Chapitre 34


( Fabien ) 

Je remue dans le lit et réalise qu'il fait grand jour dehors. Je n’entends aucun bruit, Ludovic doit encore dormir. Sa présence à mes côtés hier m’a considérablement aidé. Voir ma mère silencieuse m'ignorer a été une souffrance pour moi. Je voulais lui hurler ma colère, lui dire tout ce que mon père lui cache mais plus maintenant, ma rage est partie. 

Ils ne veulent pas de ce que je suis, tant pis pour eux.

Je sors de ma chambre, celle de Ludo est vide mais un papier sur la table de la salle attire mon regard. 

Fabien, je suis parti discuter avec ta mère. Je reviens… Ludo.

Je m’en doutais, hier soir, j’ai explosé en sanglots. Terriblement déçu par ma mère que je croyais être de mon côté face à mon père. Quel naïf ! M’éloigner était juste un moyen d’être libérée de ce fardeau que je suis pour eux. Il est tôt, et pour ne pas être une gêne pour mon oncle, je file me préparer. Quand il reviendra nous partirons finir les derniers cartons.   

Je suis presque prêt lorsque je l’entends revenir. Il m’attend dans le coin cuisine, il a emmené des croissants. Son regard est triste, leur discussion ne l’a apparemment satisfait. 

— Je lui ai donné une dernière chance, mon grand. Ou elle te parle tout à l’heure, ou elle ne se montre pas. 

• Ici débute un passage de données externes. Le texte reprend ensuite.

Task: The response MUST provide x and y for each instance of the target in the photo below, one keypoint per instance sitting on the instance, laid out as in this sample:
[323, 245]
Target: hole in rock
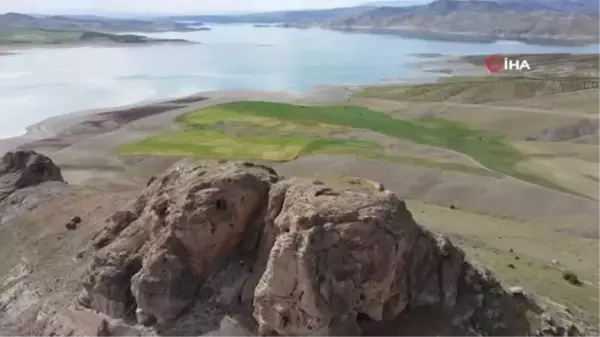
[285, 320]
[221, 205]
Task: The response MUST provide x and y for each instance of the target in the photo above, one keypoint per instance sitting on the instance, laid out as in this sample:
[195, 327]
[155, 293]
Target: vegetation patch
[288, 131]
[488, 89]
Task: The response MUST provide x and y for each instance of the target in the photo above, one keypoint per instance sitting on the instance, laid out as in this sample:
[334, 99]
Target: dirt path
[557, 112]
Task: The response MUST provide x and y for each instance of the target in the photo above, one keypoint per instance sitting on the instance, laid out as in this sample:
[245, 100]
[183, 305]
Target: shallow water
[40, 83]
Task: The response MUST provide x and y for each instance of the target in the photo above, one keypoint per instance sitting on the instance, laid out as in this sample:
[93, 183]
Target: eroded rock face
[22, 169]
[27, 179]
[166, 242]
[290, 258]
[341, 254]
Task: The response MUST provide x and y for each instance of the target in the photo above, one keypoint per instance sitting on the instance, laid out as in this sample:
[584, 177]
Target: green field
[282, 132]
[37, 36]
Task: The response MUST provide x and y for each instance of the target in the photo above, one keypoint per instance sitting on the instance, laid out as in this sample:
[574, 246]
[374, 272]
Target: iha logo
[496, 64]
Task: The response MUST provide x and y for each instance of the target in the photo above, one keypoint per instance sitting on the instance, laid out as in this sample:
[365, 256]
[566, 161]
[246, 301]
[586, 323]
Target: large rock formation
[27, 178]
[290, 258]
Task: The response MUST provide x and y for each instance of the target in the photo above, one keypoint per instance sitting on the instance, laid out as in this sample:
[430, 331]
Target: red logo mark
[494, 63]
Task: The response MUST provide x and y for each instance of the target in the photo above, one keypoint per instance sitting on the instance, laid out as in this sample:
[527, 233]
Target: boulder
[22, 169]
[287, 258]
[27, 179]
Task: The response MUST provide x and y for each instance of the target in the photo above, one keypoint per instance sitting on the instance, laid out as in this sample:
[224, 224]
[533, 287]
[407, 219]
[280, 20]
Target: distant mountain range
[88, 23]
[552, 21]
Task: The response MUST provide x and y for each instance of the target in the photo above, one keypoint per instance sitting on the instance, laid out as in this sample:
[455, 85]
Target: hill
[89, 23]
[317, 15]
[36, 37]
[556, 21]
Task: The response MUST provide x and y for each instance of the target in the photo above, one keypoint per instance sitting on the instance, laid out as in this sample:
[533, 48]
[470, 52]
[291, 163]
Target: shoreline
[80, 125]
[472, 37]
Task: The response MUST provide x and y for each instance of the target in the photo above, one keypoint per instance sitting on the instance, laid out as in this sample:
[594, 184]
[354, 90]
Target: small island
[21, 29]
[43, 37]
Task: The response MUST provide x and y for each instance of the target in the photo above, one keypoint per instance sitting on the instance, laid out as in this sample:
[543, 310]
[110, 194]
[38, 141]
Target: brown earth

— Je te remercie d’avoir tenté et je suis désolé pour toi. 

— Il n’y a pas de quoi. Elle m’aurait rejeté de la même façon si je lui avais dit que j'étais gay. Nous nous sommes créés notre propre famille. Peut-être pas conforme à ce qu'ils veulent mais on s’en fout. Viens déjeuner !  Mickaël a bien roulé, ils seront à la maison vers quatorze heures. Nous allons prendre un bon petit déjeuner puis retourner là-bas bosser. J’ai commandé un repas froid pour nous quatre dans un snack pas loin de chez tes parents. Nous mangerons ici avant de partir ou dans le camion, on verra. 

Un mec est venu ouvrir le portail, les voitures dans la cour ne laissaient aucun doute sur le fait qu’ils étaient dans la maison : salopards. Quand le camion est arrivé, même cirque : le même mec .

Nous en avons bien rigolé tous les quatre en chargeant le camion le plus bruyamment possible. 

Au moment de partir, je me sentais mal mais il n’était pas question que je m'en aille comme un voleur.

Je me suis positionné au milieu de la cour et d'une voix forte, j’ai gueulé.

— Je sais que vous m’entendez, cachés dans un coin de la maison.. Je m’en vais. Je suis qui je suis, j'aurais bien voulu en discuter avec vous mais vous préférez nier mon existence. 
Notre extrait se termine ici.